Nevertheless, the tax authority may, in the course of the external audit, request the submission of further documentation at any time. In the event of failure to submit the transaction matrix, a surcharge of EUR 5,000 is generally to be imposed.
Further changes
- The amendment to the Investment Tax Act corrects unintentional additional effort in the assessment of special investment funds and restores a legal status similar to that before the Secondary Credit Market Promotion Act (Kreditzweitmarktförderungsgesetz).
- The validity period of exemption certificates for capital gains tax and for tax deduction in the case of persons with limited tax liability is extended from 3 to 5 years (from assessment period 2024).
- Sample audits of income from capital assets in connection with the basic pension under SGB VI are abolished.
- The option of appropriately shortening the comment period in environmental impact assessments is introduced.
- It will be clarified that notaries who notarise or certify declarations in connection with the formation of a company are authorised to file notifications, submit information and lodge applications for the parties involved in connection with the formation.
Frequently asked questions
Frequently asked questions
Is VAT wrongly shown in a credit note (Gutschrift) owed to the tax authorities?
Yes. Under the new rules, a person owes incorrectly shown VAT even when the tax is stated in a previously agreed credit note (Gutschrift). This closes a regulatory gap created by BFH case law, under which credit notes without an underlying supply did not previously trigger a tax liability. The change applies from the day after its promulgation.
Where is the VAT place of supply for streaming services located as of 2025?
For streaming services provided to non-taxable persons, the place of supply is where the recipient is established or has their domicile or habitual residence. For admission rights granted to taxable persons for their business with virtual participation, the place of supply is the registered office of the receiving company. The new rules apply from 1 January 2025 and replace the previous link to the event location.

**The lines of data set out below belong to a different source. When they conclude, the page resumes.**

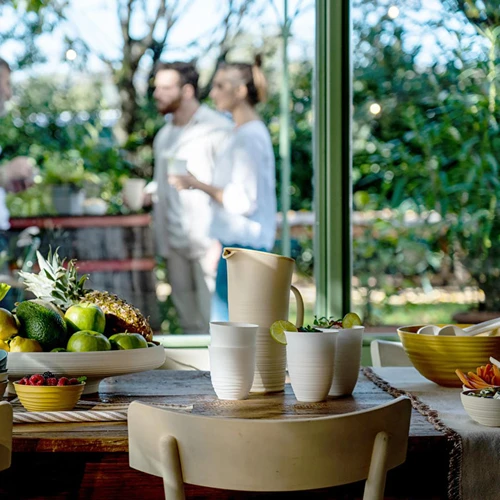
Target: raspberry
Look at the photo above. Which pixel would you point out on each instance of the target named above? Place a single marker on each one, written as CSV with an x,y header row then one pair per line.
x,y
37,379
63,381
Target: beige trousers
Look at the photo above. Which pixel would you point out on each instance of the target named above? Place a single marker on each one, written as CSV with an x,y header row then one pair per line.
x,y
191,285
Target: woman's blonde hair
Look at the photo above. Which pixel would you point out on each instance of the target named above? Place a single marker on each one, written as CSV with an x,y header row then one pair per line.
x,y
253,78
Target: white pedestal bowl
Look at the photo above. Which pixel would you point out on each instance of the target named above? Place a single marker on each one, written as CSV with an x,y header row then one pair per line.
x,y
95,365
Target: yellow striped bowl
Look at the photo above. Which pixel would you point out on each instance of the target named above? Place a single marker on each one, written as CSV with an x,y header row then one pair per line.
x,y
437,357
49,397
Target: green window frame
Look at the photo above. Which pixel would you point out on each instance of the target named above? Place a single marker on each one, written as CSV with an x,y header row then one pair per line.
x,y
332,158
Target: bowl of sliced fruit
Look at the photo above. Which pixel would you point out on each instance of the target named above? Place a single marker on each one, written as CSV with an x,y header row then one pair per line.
x,y
483,405
437,357
70,330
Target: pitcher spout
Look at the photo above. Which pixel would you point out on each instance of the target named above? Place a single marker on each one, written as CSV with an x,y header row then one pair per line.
x,y
228,252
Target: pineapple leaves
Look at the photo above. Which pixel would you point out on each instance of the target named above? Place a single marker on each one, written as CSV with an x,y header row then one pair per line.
x,y
56,282
4,290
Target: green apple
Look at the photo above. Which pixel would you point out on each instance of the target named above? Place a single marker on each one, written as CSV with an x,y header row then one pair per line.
x,y
85,316
87,340
128,341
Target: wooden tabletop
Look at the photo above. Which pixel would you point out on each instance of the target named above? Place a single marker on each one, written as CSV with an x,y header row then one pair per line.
x,y
93,459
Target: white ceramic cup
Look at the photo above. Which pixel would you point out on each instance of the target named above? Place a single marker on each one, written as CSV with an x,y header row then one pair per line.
x,y
233,334
347,361
232,370
310,358
133,193
177,167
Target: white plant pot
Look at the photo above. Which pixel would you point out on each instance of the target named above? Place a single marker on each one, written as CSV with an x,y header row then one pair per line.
x,y
310,357
347,361
68,200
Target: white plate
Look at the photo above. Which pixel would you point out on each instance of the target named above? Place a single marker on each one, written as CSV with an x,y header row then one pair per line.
x,y
94,365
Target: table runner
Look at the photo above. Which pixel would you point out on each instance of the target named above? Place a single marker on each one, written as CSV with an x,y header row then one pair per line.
x,y
84,411
474,472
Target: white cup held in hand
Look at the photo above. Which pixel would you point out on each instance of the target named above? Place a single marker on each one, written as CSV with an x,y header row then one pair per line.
x,y
133,193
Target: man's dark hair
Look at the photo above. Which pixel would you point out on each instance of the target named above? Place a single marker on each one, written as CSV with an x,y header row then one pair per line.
x,y
187,73
4,65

When does the eRechnung (e-invoice) become mandatory in B2B and which transitional rules apply?
An eRechnung must be issued in a structured electronic format compliant with EN 16931. For transactions between 1 January 2025 and 31 December 2026, paper invoices or other electronic invoices (with the recipient's consent) remain permitted. Businesses with a prior-year turnover of up to EUR 800,000 benefit from an extended transition period until 31 December 2027. Small-value invoices and transport tickets are permanently exempt.

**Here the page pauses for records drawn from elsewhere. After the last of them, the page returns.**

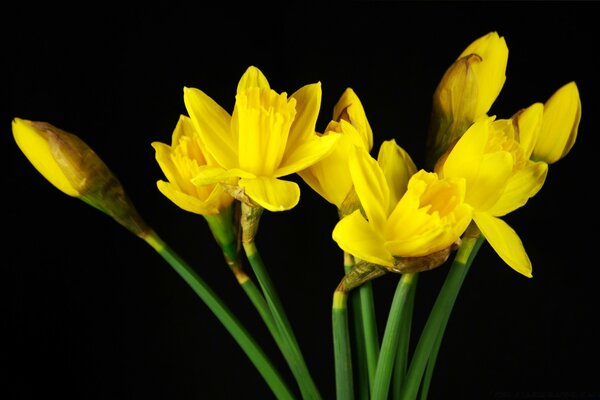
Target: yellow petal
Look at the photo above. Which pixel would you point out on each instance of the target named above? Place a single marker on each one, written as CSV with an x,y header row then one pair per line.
x,y
262,119
165,162
308,104
521,186
494,173
270,193
36,145
330,177
562,114
350,108
529,123
212,123
505,241
306,154
398,167
356,236
467,154
207,175
371,187
252,78
189,203
486,173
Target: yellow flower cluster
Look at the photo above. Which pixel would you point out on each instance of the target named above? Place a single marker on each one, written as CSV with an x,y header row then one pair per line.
x,y
480,167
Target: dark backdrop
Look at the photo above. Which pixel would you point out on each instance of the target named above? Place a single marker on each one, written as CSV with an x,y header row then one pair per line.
x,y
91,312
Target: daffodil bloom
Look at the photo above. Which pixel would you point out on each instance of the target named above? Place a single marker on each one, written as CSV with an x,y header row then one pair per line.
x,y
405,213
268,136
556,123
330,177
69,164
180,162
499,179
467,91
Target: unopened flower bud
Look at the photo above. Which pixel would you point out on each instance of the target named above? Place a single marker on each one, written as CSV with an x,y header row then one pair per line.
x,y
74,168
466,92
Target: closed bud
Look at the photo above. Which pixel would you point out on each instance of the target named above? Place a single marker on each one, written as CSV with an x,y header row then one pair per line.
x,y
73,167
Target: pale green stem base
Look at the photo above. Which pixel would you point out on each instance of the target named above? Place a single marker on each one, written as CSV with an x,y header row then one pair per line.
x,y
430,339
290,348
389,346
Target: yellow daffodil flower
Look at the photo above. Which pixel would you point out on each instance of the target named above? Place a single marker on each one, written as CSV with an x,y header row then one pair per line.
x,y
556,123
268,136
330,177
180,162
405,213
466,92
499,179
69,164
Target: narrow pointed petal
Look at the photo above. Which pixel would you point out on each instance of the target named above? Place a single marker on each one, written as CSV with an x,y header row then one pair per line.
x,y
356,236
166,164
350,108
270,193
505,241
330,177
306,154
467,152
252,78
523,185
212,123
494,174
562,114
371,187
528,124
398,167
308,104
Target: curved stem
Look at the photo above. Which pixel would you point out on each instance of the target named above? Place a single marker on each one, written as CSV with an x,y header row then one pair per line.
x,y
360,355
401,363
389,346
291,349
434,327
341,347
224,315
369,325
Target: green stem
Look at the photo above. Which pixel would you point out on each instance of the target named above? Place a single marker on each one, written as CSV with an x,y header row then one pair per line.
x,y
254,294
424,393
359,337
341,347
291,349
365,292
224,315
401,363
434,327
389,346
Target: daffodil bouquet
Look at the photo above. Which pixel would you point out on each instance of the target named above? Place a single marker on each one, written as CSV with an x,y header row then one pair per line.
x,y
394,217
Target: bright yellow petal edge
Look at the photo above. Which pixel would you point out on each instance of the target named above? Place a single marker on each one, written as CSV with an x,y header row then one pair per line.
x,y
36,143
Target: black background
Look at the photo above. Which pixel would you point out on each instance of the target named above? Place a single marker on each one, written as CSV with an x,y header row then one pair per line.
x,y
91,312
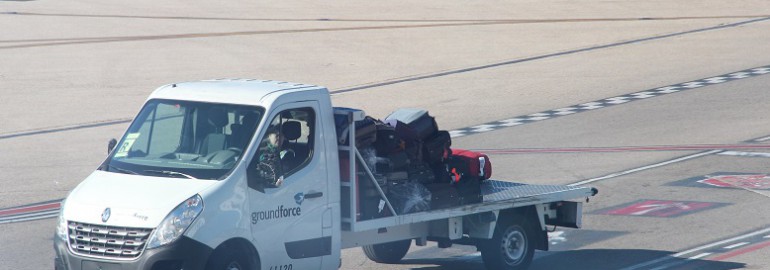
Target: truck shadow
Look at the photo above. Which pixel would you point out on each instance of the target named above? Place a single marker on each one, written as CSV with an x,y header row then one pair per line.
x,y
597,259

Which educational services are exempt from VAT starting in 2025?
From 1 January 2025, services directly serving school and educational purposes are VAT-exempt when provided by public institutions, private schools, and other educational providers holding a certificate from the competent state authority. The exemption now covers school and university instruction, initial and continuing training, retraining, and closely related services — no longer limited to occupational preparation. Instruction by private teachers (natural persons only) also remains exempt.
Will the reduced VAT rate apply to works of art again from 2025?

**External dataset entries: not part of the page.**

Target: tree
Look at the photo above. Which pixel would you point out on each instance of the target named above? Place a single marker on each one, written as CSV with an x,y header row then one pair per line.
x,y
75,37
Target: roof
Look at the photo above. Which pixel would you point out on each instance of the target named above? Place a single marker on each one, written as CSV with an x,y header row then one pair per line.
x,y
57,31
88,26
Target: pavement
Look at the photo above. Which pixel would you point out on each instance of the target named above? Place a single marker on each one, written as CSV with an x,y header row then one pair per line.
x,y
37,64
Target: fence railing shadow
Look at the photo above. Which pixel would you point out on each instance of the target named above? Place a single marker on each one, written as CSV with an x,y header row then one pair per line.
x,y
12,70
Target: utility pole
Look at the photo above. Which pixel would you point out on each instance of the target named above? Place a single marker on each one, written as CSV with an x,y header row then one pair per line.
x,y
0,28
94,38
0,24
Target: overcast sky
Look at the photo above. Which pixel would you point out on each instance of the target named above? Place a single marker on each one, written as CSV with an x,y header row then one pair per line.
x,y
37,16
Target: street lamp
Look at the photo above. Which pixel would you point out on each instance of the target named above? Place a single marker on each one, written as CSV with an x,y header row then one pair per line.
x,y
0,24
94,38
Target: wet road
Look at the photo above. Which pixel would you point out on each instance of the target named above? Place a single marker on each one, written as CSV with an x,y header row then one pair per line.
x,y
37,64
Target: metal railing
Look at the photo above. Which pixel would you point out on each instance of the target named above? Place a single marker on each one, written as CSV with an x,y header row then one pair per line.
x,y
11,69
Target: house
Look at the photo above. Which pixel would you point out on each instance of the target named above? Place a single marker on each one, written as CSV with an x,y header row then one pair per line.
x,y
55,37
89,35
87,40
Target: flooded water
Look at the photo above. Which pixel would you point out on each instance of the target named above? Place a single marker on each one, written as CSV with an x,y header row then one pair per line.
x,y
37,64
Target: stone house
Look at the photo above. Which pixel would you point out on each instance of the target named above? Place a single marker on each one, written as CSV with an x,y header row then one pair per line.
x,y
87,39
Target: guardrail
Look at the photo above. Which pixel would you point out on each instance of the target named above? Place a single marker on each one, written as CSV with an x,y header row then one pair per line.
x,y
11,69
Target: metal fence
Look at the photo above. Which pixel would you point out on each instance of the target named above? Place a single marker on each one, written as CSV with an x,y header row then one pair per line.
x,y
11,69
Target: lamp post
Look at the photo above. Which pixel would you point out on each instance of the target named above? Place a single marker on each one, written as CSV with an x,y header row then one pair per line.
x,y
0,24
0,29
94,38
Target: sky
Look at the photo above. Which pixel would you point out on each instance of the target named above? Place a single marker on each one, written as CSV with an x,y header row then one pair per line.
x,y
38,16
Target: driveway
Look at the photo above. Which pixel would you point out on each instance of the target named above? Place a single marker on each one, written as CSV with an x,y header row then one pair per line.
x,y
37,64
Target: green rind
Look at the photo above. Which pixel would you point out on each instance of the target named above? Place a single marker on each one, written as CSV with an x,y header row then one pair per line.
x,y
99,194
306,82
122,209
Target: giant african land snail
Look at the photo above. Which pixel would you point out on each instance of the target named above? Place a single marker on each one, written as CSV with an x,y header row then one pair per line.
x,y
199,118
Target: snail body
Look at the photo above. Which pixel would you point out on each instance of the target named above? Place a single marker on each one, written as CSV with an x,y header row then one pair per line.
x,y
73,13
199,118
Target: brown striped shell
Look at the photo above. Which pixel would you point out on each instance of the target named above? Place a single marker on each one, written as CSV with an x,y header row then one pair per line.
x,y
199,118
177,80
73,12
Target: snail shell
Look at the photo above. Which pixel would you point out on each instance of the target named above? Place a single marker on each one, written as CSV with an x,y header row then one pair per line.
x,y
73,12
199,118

Yes, as of 1 January 2025, the supply, intra-Community acquisition, and importation of works of art and collectors' items will once again be subject to the reduced VAT rate. This was made possible by an amendment to EU law. However, the leasing of works of art and collectors' items remains excluded from the reduced rate.
Which new transmission obligations apply to the E-Bilanz (electronic balance sheet)?
The electronic transmission obligation will be extended to account statements, the fixed asset register, and the statement of fixed assets. It also applies to any balance sheet prepared for tax purposes, including notes, management report, audit report, and inventories. The obligation to transmit account statements applies to fiscal years beginning after 31 December 2024. The other extended obligations apply to fiscal years beginning after 31 December 2027.